7. The method for adherent peripheral blood cell segmentation based on deep learning image processing according to claim 1, wherein in the step 4), V _{DT_ij} .S _cut ＝1.5*V _{DT_ij} .S _region /len(V' _{DT_i} )，V _{DT_ij} .S _region ＝V _{DT_ ij} .S _region /len(V' _{DT_i} )，V _{DT_ij} .W＝sqrt(V _{DT_ij} .S _cut )，V _{DT_ij} .H＝sqrt(V _{DT_ij} .S _cut ) And calculating the weight of the edges between the newly added node and the rest of the communication areas.

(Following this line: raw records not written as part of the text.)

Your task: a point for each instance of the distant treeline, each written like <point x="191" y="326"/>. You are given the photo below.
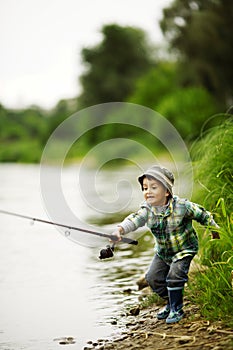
<point x="188" y="82"/>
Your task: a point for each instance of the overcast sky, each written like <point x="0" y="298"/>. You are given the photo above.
<point x="41" y="40"/>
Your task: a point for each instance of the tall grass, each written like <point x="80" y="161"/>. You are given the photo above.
<point x="213" y="169"/>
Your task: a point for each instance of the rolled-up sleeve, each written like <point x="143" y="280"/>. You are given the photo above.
<point x="134" y="220"/>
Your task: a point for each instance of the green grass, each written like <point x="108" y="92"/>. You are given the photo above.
<point x="213" y="169"/>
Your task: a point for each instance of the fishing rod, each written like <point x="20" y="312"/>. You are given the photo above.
<point x="112" y="237"/>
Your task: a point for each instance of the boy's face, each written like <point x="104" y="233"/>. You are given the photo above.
<point x="154" y="192"/>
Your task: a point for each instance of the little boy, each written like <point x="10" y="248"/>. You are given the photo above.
<point x="170" y="221"/>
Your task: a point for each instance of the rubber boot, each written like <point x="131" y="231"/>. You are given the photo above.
<point x="176" y="303"/>
<point x="164" y="312"/>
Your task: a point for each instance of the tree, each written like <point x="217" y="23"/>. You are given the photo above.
<point x="199" y="32"/>
<point x="113" y="66"/>
<point x="154" y="85"/>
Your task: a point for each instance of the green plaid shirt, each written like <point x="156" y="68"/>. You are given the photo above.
<point x="174" y="234"/>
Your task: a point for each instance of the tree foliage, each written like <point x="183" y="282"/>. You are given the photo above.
<point x="199" y="32"/>
<point x="113" y="65"/>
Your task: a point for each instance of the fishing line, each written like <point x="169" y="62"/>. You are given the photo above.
<point x="112" y="237"/>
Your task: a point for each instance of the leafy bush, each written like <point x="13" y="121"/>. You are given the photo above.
<point x="213" y="171"/>
<point x="187" y="109"/>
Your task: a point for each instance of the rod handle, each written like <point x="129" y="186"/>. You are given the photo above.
<point x="125" y="240"/>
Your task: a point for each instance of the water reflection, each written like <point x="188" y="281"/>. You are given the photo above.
<point x="51" y="287"/>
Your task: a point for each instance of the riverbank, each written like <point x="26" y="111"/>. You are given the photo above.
<point x="144" y="331"/>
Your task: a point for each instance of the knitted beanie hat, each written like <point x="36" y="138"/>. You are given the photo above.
<point x="161" y="174"/>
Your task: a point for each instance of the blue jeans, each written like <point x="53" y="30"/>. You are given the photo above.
<point x="161" y="275"/>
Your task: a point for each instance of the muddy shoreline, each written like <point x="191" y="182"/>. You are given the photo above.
<point x="142" y="330"/>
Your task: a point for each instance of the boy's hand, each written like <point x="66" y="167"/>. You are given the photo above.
<point x="215" y="235"/>
<point x="117" y="234"/>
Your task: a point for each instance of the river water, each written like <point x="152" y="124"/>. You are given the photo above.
<point x="51" y="287"/>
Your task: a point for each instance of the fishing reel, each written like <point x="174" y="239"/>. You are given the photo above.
<point x="107" y="252"/>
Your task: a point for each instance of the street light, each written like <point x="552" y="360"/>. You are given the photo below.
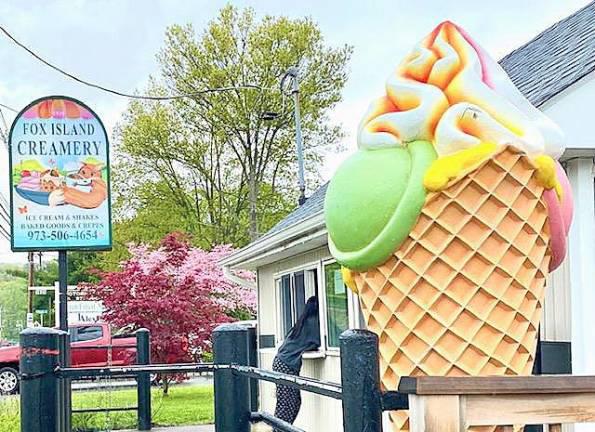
<point x="293" y="73"/>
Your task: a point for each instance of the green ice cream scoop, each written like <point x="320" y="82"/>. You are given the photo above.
<point x="373" y="202"/>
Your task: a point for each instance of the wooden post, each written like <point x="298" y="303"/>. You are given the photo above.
<point x="143" y="357"/>
<point x="39" y="401"/>
<point x="436" y="414"/>
<point x="232" y="392"/>
<point x="360" y="379"/>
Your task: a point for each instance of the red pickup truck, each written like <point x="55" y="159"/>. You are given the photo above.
<point x="91" y="344"/>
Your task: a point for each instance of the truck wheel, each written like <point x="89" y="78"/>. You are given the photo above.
<point x="9" y="381"/>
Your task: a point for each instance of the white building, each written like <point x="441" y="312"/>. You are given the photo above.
<point x="556" y="72"/>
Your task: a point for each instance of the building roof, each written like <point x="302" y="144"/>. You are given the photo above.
<point x="556" y="58"/>
<point x="542" y="68"/>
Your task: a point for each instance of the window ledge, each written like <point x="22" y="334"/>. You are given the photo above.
<point x="313" y="355"/>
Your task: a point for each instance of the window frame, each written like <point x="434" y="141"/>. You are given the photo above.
<point x="277" y="276"/>
<point x="353" y="306"/>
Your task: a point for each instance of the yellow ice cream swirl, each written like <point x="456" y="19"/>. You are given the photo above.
<point x="449" y="92"/>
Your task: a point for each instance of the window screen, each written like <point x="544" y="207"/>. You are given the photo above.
<point x="336" y="304"/>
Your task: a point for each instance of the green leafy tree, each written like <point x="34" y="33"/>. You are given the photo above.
<point x="212" y="164"/>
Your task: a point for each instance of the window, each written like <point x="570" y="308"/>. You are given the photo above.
<point x="87" y="333"/>
<point x="293" y="290"/>
<point x="337" y="317"/>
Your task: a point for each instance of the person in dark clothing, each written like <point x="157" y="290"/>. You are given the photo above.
<point x="303" y="336"/>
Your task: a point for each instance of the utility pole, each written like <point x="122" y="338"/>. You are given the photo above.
<point x="293" y="73"/>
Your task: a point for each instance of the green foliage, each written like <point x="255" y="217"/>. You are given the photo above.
<point x="211" y="165"/>
<point x="185" y="405"/>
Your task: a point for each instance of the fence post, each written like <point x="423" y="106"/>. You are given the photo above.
<point x="39" y="383"/>
<point x="143" y="357"/>
<point x="360" y="379"/>
<point x="232" y="391"/>
<point x="253" y="357"/>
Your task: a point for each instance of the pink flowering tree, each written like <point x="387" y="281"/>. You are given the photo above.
<point x="178" y="292"/>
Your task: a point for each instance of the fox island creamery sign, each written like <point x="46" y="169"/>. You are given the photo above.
<point x="59" y="178"/>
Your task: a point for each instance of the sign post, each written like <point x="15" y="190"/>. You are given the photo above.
<point x="59" y="183"/>
<point x="59" y="190"/>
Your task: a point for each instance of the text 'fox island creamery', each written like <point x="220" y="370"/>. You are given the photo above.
<point x="59" y="178"/>
<point x="450" y="215"/>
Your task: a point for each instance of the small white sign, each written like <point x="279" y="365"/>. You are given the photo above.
<point x="84" y="311"/>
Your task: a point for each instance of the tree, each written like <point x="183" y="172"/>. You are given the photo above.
<point x="212" y="162"/>
<point x="176" y="291"/>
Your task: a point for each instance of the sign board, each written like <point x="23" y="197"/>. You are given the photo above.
<point x="59" y="178"/>
<point x="84" y="311"/>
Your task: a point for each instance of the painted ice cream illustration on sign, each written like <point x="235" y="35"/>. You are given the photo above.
<point x="59" y="177"/>
<point x="451" y="214"/>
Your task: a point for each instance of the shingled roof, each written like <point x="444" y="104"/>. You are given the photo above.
<point x="555" y="59"/>
<point x="542" y="68"/>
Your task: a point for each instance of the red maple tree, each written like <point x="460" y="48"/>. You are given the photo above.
<point x="176" y="291"/>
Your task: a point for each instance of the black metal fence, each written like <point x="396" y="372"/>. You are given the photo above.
<point x="235" y="380"/>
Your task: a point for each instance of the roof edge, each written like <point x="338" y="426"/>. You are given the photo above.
<point x="269" y="242"/>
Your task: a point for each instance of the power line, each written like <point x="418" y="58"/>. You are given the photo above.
<point x="9" y="108"/>
<point x="119" y="93"/>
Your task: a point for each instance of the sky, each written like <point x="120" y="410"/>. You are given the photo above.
<point x="114" y="43"/>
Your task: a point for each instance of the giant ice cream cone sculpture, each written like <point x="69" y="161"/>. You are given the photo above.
<point x="451" y="214"/>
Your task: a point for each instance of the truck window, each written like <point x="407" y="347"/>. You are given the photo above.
<point x="88" y="333"/>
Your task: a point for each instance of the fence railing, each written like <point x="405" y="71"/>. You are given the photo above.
<point x="436" y="404"/>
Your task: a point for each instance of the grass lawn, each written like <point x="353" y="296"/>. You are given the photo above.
<point x="185" y="405"/>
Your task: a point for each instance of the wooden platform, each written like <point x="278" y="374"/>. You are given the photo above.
<point x="452" y="404"/>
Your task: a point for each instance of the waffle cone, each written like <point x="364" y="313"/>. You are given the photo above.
<point x="463" y="294"/>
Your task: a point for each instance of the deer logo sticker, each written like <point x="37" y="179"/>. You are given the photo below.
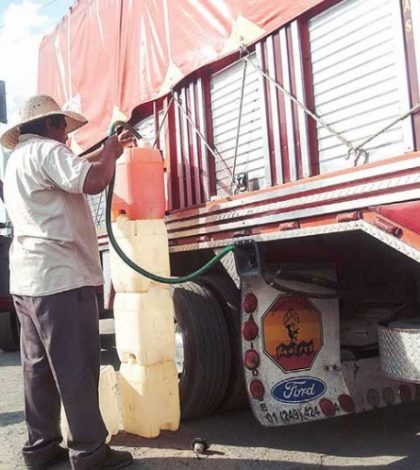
<point x="292" y="333"/>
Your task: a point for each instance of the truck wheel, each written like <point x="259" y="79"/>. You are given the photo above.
<point x="229" y="298"/>
<point x="9" y="331"/>
<point x="204" y="363"/>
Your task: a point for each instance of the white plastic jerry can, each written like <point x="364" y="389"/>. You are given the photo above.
<point x="145" y="242"/>
<point x="144" y="326"/>
<point x="149" y="398"/>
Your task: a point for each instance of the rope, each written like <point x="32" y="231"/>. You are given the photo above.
<point x="413" y="110"/>
<point x="356" y="150"/>
<point x="301" y="105"/>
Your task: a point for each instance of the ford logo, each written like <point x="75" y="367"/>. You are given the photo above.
<point x="299" y="389"/>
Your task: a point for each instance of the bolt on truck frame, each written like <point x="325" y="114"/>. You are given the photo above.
<point x="293" y="130"/>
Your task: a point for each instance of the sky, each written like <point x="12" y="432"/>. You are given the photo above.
<point x="23" y="23"/>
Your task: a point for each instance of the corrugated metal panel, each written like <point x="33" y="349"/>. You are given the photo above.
<point x="360" y="83"/>
<point x="415" y="15"/>
<point x="225" y="91"/>
<point x="146" y="127"/>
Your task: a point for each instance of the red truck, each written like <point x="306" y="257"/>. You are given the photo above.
<point x="291" y="129"/>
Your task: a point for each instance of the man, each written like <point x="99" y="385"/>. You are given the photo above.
<point x="54" y="269"/>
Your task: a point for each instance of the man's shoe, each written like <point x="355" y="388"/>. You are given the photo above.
<point x="114" y="459"/>
<point x="62" y="455"/>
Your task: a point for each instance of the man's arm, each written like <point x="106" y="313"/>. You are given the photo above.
<point x="103" y="162"/>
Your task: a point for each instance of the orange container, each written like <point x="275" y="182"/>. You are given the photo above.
<point x="139" y="185"/>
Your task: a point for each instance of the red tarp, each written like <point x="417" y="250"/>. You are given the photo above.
<point x="109" y="55"/>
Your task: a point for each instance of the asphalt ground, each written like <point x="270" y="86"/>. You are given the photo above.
<point x="383" y="439"/>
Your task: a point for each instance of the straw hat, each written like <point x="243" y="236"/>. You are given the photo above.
<point x="37" y="107"/>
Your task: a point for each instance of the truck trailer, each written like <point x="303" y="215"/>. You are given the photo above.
<point x="291" y="130"/>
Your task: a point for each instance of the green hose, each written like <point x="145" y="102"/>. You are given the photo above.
<point x="126" y="259"/>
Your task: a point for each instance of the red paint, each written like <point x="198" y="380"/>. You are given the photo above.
<point x="406" y="214"/>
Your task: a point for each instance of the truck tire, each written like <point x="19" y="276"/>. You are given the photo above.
<point x="229" y="298"/>
<point x="206" y="351"/>
<point x="9" y="331"/>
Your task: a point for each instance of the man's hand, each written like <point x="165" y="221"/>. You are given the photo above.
<point x="113" y="147"/>
<point x="127" y="139"/>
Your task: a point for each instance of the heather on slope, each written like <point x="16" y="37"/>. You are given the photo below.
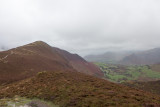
<point x="73" y="89"/>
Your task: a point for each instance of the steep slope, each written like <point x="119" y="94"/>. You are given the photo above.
<point x="146" y="57"/>
<point x="80" y="64"/>
<point x="108" y="57"/>
<point x="74" y="89"/>
<point x="26" y="61"/>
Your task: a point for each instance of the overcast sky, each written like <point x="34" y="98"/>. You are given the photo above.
<point x="81" y="26"/>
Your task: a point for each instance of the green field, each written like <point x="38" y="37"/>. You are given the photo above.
<point x="120" y="73"/>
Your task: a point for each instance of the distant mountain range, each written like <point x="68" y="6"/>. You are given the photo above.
<point x="37" y="70"/>
<point x="26" y="61"/>
<point x="151" y="56"/>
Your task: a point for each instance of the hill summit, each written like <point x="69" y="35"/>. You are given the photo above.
<point x="25" y="61"/>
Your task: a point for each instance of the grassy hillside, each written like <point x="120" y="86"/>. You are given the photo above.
<point x="73" y="89"/>
<point x="119" y="73"/>
<point x="151" y="86"/>
<point x="25" y="61"/>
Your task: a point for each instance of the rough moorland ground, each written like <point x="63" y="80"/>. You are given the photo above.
<point x="73" y="89"/>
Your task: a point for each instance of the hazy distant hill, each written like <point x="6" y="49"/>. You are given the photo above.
<point x="27" y="60"/>
<point x="145" y="57"/>
<point x="108" y="57"/>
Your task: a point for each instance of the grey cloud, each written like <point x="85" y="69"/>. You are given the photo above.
<point x="81" y="26"/>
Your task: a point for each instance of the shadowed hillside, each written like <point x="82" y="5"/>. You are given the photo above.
<point x="74" y="89"/>
<point x="26" y="61"/>
<point x="145" y="57"/>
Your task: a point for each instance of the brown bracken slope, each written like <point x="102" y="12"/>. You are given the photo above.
<point x="25" y="61"/>
<point x="74" y="89"/>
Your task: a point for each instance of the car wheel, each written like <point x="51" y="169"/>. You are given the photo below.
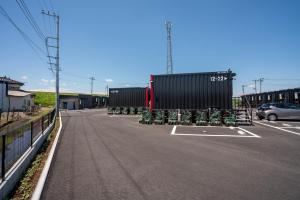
<point x="272" y="117"/>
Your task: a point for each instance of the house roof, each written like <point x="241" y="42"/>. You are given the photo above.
<point x="18" y="93"/>
<point x="5" y="79"/>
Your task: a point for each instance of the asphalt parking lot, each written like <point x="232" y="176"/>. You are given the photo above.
<point x="114" y="157"/>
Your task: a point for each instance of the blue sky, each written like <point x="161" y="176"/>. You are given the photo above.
<point x="123" y="42"/>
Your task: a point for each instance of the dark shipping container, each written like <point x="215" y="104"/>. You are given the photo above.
<point x="192" y="91"/>
<point x="128" y="97"/>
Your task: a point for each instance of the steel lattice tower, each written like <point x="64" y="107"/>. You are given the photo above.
<point x="169" y="48"/>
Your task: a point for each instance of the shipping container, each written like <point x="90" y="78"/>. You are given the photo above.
<point x="191" y="91"/>
<point x="99" y="101"/>
<point x="128" y="97"/>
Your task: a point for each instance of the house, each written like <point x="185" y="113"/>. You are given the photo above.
<point x="12" y="97"/>
<point x="81" y="101"/>
<point x="69" y="101"/>
<point x="75" y="101"/>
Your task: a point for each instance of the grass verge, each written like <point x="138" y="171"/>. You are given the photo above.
<point x="27" y="184"/>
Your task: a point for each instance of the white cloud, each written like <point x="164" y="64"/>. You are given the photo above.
<point x="109" y="80"/>
<point x="24" y="77"/>
<point x="44" y="81"/>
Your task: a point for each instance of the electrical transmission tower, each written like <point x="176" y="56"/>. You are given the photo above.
<point x="56" y="46"/>
<point x="92" y="83"/>
<point x="169" y="48"/>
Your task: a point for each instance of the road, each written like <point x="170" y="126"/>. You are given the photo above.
<point x="108" y="157"/>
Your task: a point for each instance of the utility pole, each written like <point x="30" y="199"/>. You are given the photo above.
<point x="107" y="89"/>
<point x="57" y="69"/>
<point x="169" y="48"/>
<point x="260" y="80"/>
<point x="255" y="88"/>
<point x="243" y="88"/>
<point x="92" y="83"/>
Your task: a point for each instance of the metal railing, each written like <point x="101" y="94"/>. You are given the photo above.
<point x="15" y="141"/>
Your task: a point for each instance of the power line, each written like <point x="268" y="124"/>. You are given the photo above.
<point x="282" y="79"/>
<point x="22" y="5"/>
<point x="27" y="39"/>
<point x="92" y="83"/>
<point x="51" y="5"/>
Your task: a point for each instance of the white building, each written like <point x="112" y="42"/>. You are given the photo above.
<point x="12" y="98"/>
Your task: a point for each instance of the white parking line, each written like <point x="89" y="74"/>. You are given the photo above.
<point x="241" y="132"/>
<point x="286" y="125"/>
<point x="282" y="129"/>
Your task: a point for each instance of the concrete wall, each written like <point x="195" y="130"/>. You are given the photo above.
<point x="3" y="98"/>
<point x="17" y="171"/>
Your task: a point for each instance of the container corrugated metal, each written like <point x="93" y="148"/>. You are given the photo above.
<point x="192" y="91"/>
<point x="128" y="97"/>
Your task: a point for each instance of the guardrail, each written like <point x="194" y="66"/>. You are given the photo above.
<point x="15" y="141"/>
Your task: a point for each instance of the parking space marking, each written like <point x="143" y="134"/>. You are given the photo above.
<point x="124" y="116"/>
<point x="241" y="132"/>
<point x="282" y="129"/>
<point x="286" y="125"/>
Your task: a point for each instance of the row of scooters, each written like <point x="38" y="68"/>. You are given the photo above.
<point x="212" y="117"/>
<point x="125" y="110"/>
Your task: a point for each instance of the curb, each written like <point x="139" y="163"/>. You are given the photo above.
<point x="40" y="185"/>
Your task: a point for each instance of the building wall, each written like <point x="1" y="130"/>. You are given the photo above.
<point x="20" y="103"/>
<point x="69" y="103"/>
<point x="3" y="97"/>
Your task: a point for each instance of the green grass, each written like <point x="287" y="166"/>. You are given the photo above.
<point x="44" y="98"/>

8. The method for segmentation of adherent peripheral blood cells based on deep learning image processing according to claim 1, wherein in the step 6):

s1: the newly added communication area is marked as V _new Wherein V is _new The node attribute calculation formula is as follows:

V _new .G＝(V _m .G*V _m .S _region +V _n .G*V _n .S _region )/(V _m .S _region +V _n .S _region )，

V _new .S _region ＝V _m .S _region +V _n .S _region ，

array_x＝[V _m .Gx±0.5*V _m .W,V _n .Gx±0.5*V _n .W]，

array_y＝[V _m .Gy±0.5*V _m .H,V _n .Gy±0.5*V _n .H]，

V _new .W＝max(array_x)-min(array_x)，V _new .H＝max(array_y)-min(array_y)，

V _new .S _cut ＝[1.5*max(V _new .W,V _new .H)] ² ，

V _new .G＝(V _m .G*V _m .S _region +V _n .G*V _n .S _region )/(V _m .S _region +V _n .S _region )，

V _new .G＝(V _m .G*V _m .S _region +V _n .G*V _n .S _region )/(V _m .S _region +V _n .S _region )；

s2: increase V _new Relation weight of node and other connected region (except m and n), E _new-i ＝max(E _i-m ,E _i-n ) Wherein i is V and

s3: delete V _m V (V) _n Two connected region nodes and edges related to the nodes;

s4: and (5) re-executing the step (5).